In this paper, the Chinese high-resolution remote sensing image, GF-2, is used as the data source, and a dedicated dataset is constructed independently. Seven attention mechanisms are selected, namely Squeeze-and-Excitation Networks, Efficient Channel Attention, Convolutional Block Attention Module, Coordinate Attention, Criss-Cross Attention, Residual Attention Network, and Bottleneck Attention Module to improve the CNN model, all of which are lightweight, efficient, and easy to embed. Traditional CNN models face problems such as sensitivity to complex backgrounds and noise, difficulty in effectively distinguishing key features in multi-scale targets and complex backgrounds, and insufficient ability to capture features at different scales. With the addition of the attention mechanism module, it can enhance the important features, suppress irrelevant features, optimize the network characteristics, and improve the classification accuracy. Taking Zhuhai City as the study area, we implement the extraction study of rivers in Zhuhai City and analyze and compare the performance of different models in extracting rivers from high spatial resolution images.

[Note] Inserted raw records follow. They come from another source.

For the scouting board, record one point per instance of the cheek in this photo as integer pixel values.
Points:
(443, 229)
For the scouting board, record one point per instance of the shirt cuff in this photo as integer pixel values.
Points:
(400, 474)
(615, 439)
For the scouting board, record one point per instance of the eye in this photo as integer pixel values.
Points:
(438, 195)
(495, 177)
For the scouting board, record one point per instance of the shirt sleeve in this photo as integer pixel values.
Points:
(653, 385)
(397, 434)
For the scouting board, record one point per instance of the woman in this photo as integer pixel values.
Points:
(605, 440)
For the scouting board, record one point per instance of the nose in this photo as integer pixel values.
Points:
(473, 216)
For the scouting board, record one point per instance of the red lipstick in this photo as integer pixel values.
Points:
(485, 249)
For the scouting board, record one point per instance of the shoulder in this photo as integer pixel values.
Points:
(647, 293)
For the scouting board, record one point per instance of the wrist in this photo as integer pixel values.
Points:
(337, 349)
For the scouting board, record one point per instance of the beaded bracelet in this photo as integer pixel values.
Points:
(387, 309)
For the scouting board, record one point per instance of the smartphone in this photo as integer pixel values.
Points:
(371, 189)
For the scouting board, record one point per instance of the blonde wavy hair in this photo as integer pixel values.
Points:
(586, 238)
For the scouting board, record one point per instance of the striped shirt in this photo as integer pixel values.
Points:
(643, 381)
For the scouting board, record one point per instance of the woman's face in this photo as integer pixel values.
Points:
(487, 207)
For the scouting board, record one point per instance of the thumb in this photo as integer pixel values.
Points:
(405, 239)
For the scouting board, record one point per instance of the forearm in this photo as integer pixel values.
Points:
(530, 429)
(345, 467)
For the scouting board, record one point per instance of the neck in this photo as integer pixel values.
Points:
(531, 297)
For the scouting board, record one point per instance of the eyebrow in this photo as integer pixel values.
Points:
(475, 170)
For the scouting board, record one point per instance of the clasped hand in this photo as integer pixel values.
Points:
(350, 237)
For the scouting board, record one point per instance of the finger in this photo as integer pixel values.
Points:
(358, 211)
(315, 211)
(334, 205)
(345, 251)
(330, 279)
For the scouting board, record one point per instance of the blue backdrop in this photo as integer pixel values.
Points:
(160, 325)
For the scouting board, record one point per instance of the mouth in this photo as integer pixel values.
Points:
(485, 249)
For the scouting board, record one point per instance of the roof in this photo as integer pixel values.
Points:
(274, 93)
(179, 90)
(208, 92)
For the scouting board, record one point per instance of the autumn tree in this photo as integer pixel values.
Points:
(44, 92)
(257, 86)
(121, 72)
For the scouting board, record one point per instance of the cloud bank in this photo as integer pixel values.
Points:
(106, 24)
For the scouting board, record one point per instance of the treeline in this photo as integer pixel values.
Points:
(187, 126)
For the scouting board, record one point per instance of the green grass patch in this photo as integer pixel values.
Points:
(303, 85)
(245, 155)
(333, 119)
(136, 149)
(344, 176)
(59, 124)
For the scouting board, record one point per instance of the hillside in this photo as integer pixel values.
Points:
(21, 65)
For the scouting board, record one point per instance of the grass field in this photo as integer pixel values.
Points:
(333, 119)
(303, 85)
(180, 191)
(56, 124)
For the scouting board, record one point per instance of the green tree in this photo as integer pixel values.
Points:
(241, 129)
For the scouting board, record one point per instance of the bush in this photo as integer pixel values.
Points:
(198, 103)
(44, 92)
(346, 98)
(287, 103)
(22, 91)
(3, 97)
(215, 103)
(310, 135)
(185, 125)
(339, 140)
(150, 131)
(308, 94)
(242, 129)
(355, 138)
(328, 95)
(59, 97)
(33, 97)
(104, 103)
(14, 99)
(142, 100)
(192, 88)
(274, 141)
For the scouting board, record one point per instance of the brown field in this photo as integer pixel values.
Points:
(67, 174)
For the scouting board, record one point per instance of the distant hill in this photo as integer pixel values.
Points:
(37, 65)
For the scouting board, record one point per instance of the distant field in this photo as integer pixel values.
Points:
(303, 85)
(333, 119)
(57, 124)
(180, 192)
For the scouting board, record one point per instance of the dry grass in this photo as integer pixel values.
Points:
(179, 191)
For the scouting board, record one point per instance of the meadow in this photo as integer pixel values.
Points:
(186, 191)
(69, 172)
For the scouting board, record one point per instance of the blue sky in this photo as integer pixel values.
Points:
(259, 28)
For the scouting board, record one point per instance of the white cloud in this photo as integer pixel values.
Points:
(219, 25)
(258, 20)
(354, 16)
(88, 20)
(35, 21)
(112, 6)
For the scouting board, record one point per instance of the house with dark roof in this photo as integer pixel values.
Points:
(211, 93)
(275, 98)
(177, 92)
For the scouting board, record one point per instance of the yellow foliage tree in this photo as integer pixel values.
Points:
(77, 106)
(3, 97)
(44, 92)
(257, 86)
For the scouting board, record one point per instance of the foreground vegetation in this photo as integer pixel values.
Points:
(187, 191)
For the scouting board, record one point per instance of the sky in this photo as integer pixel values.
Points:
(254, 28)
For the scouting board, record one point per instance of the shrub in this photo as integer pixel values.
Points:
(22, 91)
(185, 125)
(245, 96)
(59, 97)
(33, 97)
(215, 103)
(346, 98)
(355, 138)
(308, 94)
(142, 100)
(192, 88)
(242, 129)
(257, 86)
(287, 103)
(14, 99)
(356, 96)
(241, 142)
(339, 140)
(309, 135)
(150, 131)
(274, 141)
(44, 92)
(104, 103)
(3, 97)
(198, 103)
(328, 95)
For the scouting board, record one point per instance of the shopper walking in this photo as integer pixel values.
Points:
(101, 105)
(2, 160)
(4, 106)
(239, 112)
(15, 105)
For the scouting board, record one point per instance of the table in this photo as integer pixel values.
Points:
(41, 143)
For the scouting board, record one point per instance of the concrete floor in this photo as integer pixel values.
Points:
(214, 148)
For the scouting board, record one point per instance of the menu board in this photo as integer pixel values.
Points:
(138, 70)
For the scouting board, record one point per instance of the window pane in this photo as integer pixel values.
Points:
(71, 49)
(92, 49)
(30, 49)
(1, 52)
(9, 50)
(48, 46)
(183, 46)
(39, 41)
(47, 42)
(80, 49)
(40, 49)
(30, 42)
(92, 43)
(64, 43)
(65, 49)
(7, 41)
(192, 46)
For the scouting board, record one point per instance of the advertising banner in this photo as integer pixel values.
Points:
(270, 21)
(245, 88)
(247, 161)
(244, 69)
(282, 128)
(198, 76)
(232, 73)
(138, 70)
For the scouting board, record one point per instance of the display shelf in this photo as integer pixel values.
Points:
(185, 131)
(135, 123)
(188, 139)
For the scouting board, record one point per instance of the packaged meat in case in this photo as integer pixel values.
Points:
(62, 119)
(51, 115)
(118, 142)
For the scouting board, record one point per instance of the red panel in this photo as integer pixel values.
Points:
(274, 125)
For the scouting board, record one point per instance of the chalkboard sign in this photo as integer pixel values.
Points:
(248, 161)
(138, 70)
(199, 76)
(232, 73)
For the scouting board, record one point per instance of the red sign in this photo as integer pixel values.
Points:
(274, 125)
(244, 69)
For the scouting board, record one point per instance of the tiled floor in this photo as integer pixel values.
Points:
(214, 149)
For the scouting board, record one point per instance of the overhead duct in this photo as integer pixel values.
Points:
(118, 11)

2. Overview of the Study Area

The study area is located between 21°48′–22°27′ N latitude and 113°03′–114°19′ E longitude, on the west bank of the Pearl River estuary in the southern part of Guangdong Province, with a total land area of 1732 km². The region has a subtropical oceanic climate, often attacked by the southern subtropical monsoon winds, with many thunderstorms and abundant rainfall. The average annual temperature is 22.4 °C, and the average rainfall over the years is 1700~2300 mm, of which from April to September precipitation accounts for 85% of the year, and catastrophic weather includes tropical cyclones and heavy rainfall. The study area is located in the alluvial plain of the Pearl River Delta, formed by the deposition of the Xijiang, Beijiang, and Dongjiang rivers into the sea, which is the largest alluvial plain in the southern subtropical region of China, with typical plains and river networks and hilly geomorphological features. The water system in the region is well developed, and the main rivers include the seawater channels of the Xijiang River (Modaomen Waterway, Jidimen Waterway, and Hutiaomen Waterway, etc.) and the mountain streams and rivers on the hilly mountains and islands (Doumen River Stream, Dachikan River, Feisha River, Nanxi River, Jishan River, and Shenqian River, etc.). Hydrological monitoring data show that the city’s average multi-year runoff totaled 1429.68 m³, with a total water resource of 1757 million m³.

3. Materials and Methods

3.1. Data

The GF-2 satellite, the data source of this paper, was successfully launched on 19 August 2014. It is the first civilian optical remote sensing satellite with a spatial resolution better than 1 m developed independently by China and is also China’s current highest resolution civilian land observation satellite. It carries a 1 m panchromatic and 4 m multispectral high-resolution camera, with a spatial resolution of up to 0.8 m at the point under the star, featuring sub-metre spatial resolution and high positioning accuracy.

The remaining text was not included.